Neuer feiger Antifa-Anschlag erfolgt! Diesmal in Berlin! Brutaler Blutterror der feigen linken Bande konnte jedoch tapfer zurückgeschlagen werden!

Am Donnerstagabend hatte sich ein neuerlicher Rotfront-Angriff ereignet. Diesmal in Berlin. Bewusst haben wir aufgrund der in derartigen Fällen naturgemäß dynamischen Nachrichtenlage etwas mit der Berichterstattung abgewartet.

Jedenfalls ereignete sich an jenem Abend eine infame Tat nach nahezu identischem Muster dessen, was bereits in der Vergangenheit die “Hammerbande“ um LINA ENGEL, JOHANN GUNTERMANN, SIMEON RAVI TRUX und andere gezeitigt hatte (bezeichnenderweise führten auch einige Spuren der eigentlich aus dem sächsischen Leipzig heraus operativ tätig gewesenen “Hammerbande“ nach Berlin). Und zwar griffen ausweislich Zeugenaussagen sechs bewaffnete Täter einen Nationalisten in dessen Wohnumfeld an. Zunächst besprühten die Terroristen den arglosen jungen Mann mit Reizgas, um danach brutal auf diesen einzuschlagen und einzustechen (!).

Glücklicherweise gelang es dem brutal durch die linken Gewalttäter attackierten Mann jedoch geistesgegenwärtig den Angriff massiv abzuwehren. Im Rahmen dieser Notwehrhandlung des Geschädigten wurden zwei der Terroristen vollständig niedergekämpft und dabei im Ergebnis derart schwer verletzt, als dass diese nicht mehr dazu in der Lage waren sich von dem Tatort eigenständig zu entfernen. Ihre feigen Genossen überließen die beiden Komplizen achtlos der zwischenzeitlich durch Zeugen alarmierten Polizei. Diese nahm die beiden Täter daraufhin fest, und verbrachte die beiden anschließend in stationäre medizinische Behandlung.
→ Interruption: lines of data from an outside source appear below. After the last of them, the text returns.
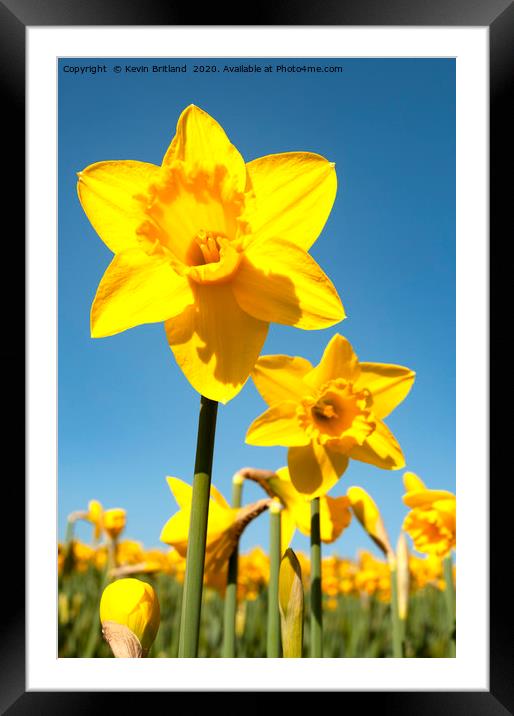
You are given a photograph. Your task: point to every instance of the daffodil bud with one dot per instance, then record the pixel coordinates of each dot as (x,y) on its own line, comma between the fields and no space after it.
(290,603)
(366,511)
(130,616)
(402,575)
(114,521)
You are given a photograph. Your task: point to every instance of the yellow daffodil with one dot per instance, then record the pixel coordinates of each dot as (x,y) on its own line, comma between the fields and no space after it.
(130,604)
(328,414)
(225,524)
(335,515)
(95,516)
(114,521)
(365,509)
(214,247)
(432,520)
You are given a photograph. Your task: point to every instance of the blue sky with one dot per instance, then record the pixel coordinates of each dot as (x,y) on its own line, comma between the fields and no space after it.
(127,415)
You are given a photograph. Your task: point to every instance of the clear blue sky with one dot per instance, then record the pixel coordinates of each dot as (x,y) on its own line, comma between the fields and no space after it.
(127,415)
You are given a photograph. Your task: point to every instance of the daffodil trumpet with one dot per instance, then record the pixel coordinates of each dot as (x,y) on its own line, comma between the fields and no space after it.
(315,586)
(273,639)
(229,621)
(195,559)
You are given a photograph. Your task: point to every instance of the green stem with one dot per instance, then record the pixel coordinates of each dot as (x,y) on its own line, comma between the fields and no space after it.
(193,581)
(229,623)
(316,599)
(449,593)
(273,638)
(395,617)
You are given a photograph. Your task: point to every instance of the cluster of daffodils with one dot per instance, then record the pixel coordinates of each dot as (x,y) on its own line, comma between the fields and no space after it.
(216,248)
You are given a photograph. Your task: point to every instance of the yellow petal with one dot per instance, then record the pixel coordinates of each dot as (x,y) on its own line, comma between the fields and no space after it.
(108,192)
(420,498)
(216,343)
(201,142)
(338,361)
(412,482)
(315,469)
(137,289)
(277,426)
(218,498)
(279,378)
(388,384)
(335,516)
(278,281)
(294,193)
(182,492)
(380,448)
(176,531)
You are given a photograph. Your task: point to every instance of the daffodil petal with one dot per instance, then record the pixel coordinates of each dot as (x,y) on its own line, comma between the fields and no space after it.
(278,281)
(335,516)
(388,384)
(111,194)
(338,361)
(294,193)
(218,498)
(182,492)
(176,531)
(420,498)
(279,377)
(380,449)
(277,426)
(215,343)
(201,142)
(137,289)
(412,482)
(315,469)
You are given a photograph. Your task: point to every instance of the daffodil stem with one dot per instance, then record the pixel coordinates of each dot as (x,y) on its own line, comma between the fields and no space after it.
(395,617)
(316,603)
(229,624)
(193,581)
(449,593)
(273,637)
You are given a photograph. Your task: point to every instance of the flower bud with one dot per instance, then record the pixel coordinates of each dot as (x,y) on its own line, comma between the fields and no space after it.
(290,603)
(130,616)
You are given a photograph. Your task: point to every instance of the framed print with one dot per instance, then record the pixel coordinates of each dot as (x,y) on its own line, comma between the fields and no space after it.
(332,177)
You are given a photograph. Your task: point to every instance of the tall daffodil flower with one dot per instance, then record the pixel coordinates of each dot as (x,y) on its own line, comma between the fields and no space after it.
(335,514)
(224,527)
(215,247)
(366,511)
(328,414)
(431,521)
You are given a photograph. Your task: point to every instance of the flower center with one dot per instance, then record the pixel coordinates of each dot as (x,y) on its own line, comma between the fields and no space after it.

Auch der infolge des feigen Hinterhaltes erheblich verletzte Nationalist musste medizinisch versorgt werden. Der Tatort wurde anschließend durch die Polizei kriminaltechnisch untersucht. Von Seiten der BRD-Lügenmedien wird die brutale linke Bluttat jedoch totgeschwiegen oder bagatellisiert/relativiert, obwohl man angesichts der Tatsache, dass die Tat aus einer organisierten mehrköpfigen Gruppe heraus vorsätzlich, planmäßig und unter Anwendung von u.a. Stichwaffen erfolgte ganz klar von einem eiskalten Mordversuch im Sinne eines politisch motivierten Attentates sprechen muss (jeder, der in eine vergleichbare Situation gerät, sollte auf dem Wege der Strafanzeige und Nebenklage daher auch ganz klar juristisch einen Mordversuch verfolgen lassen).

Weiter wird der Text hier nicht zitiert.